I, for one, am looking forward to running webpages in near-native-speed virtual-machine sandboxes!

--
If Pandora's box is destined to be opened, *I* want to be the one to open it.
safety is an illusion anyway by Connie_Lingus · 2013-08-04 05:51 · Score: 2

you know...the locks that (supposedly) protect you and your loved ones and valuables can be easily picked by people with just a tad bit of training and practice...
terrorists will strike again and kill lots of people but the odds are beyond tiny it will be you or anyone you know...
the internet is loaded with potential threats and *maybe* someone will actually build a real site that does everything the article says it can...
i guess im just sick of kneejerk "omfg something is possible so lets all freak out and throw away our freedoms and turn off our browsers and blah blah blah". we live in a world where yes, you just might die in your bed when a giant sinkhole opens up underneath you, and you know what?? that's ok...whats better that we build a giant police state that gives the illusion of security?
oh yeah...the u.s.

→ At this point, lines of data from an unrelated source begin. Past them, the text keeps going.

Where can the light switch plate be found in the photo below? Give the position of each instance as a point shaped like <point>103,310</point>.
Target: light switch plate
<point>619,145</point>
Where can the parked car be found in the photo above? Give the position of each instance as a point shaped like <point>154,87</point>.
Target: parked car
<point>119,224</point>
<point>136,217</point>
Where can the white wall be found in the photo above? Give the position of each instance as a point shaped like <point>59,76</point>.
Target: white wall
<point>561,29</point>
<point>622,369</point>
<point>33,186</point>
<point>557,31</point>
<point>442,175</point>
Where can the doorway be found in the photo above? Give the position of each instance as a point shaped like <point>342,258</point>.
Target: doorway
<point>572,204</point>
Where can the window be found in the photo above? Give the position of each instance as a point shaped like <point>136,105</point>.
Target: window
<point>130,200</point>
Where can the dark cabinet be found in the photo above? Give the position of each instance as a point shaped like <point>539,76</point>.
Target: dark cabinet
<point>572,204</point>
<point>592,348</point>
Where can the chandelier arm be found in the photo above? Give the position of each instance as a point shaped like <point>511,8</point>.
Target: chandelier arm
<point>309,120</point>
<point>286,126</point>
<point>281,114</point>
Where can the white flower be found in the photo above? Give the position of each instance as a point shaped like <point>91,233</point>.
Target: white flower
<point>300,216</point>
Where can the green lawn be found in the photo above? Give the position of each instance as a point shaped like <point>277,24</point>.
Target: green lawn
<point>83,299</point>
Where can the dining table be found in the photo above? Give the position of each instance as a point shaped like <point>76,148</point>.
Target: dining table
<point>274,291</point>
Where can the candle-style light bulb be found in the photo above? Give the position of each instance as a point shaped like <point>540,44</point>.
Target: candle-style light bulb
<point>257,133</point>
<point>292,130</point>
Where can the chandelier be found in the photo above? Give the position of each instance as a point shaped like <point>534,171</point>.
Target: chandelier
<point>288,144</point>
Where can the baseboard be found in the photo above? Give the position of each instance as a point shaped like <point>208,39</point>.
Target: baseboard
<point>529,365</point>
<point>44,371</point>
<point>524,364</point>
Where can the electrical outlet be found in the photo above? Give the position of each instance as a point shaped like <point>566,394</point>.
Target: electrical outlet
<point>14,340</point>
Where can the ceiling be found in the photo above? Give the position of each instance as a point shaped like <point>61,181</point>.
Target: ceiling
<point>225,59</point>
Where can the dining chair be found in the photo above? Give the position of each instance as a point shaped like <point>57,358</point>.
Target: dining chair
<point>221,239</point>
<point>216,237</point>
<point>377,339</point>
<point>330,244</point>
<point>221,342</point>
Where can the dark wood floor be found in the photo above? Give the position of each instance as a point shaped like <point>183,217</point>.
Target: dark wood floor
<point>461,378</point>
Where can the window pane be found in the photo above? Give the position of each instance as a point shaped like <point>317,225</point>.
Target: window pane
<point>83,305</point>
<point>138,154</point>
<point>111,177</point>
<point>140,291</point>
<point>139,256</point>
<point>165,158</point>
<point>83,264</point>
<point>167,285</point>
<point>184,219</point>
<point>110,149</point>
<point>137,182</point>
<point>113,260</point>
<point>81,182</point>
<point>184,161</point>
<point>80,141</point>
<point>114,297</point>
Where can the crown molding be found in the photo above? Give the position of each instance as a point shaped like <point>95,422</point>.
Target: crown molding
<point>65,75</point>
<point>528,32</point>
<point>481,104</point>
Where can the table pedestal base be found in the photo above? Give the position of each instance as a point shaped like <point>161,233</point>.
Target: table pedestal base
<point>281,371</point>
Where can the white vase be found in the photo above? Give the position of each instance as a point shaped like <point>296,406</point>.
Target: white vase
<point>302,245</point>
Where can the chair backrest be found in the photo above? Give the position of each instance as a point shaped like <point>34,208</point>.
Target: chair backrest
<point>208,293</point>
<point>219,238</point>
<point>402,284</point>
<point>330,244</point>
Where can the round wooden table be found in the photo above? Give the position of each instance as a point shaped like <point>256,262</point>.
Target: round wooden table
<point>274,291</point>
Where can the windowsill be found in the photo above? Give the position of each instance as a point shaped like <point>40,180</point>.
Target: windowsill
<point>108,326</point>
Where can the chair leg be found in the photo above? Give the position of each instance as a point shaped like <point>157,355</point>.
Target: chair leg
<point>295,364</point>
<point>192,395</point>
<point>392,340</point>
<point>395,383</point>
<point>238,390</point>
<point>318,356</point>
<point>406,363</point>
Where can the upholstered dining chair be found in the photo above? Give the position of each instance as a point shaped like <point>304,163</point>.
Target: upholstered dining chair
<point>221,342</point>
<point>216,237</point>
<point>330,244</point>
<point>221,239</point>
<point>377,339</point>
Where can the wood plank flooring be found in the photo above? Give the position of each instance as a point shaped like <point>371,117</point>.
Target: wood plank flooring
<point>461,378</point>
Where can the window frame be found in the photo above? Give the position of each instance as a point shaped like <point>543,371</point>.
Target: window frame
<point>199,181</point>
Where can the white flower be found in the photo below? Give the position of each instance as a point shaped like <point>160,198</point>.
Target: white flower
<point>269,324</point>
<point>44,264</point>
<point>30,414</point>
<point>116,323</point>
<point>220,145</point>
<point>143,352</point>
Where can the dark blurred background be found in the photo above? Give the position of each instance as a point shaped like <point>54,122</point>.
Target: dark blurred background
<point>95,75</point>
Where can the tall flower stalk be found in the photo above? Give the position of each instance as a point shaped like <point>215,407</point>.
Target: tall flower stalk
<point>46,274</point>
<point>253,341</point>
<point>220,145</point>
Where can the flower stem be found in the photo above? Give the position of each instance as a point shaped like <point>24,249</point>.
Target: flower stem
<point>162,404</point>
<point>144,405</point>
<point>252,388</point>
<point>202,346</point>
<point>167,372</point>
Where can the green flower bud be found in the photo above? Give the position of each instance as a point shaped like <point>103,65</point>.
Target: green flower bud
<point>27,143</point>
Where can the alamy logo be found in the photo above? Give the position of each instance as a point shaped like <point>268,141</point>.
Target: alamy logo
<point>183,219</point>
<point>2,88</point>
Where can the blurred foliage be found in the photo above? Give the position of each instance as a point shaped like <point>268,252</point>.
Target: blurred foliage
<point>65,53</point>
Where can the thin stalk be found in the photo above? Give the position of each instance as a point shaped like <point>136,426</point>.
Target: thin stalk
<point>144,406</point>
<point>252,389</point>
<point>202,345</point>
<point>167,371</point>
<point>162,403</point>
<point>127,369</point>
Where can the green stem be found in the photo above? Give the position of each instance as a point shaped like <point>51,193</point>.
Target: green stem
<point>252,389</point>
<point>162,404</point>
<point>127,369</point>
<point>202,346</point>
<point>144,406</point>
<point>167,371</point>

IS doing that...never mind.

--
never bring a twinkie to a food fight.
discussed three years ago by Joining+Yet+Again · 2013-08-04 06:18 · Score: 3, Informative

This sort of timing attack was discussed three years ago on the Mozilla blog.
Could someone elaborate on exactly what hasn't been fixed for the Mozilla-based browsers? Dunno about the rest.
Re:No simple Fix? Turn off JavaScript. by 0123456 · 2013-08-04 07:55 · Score: 2

That's akin to turning off Flash to get rid of ads. Sounds like a good - no, great - idea, until you run into the problem of so many sites depending on it.
I uninstalled Flash a while ago. Other than youtube, I run into maybe one site a month that won't work without Flash, and they're clearly run by retards so I'm better off not going there.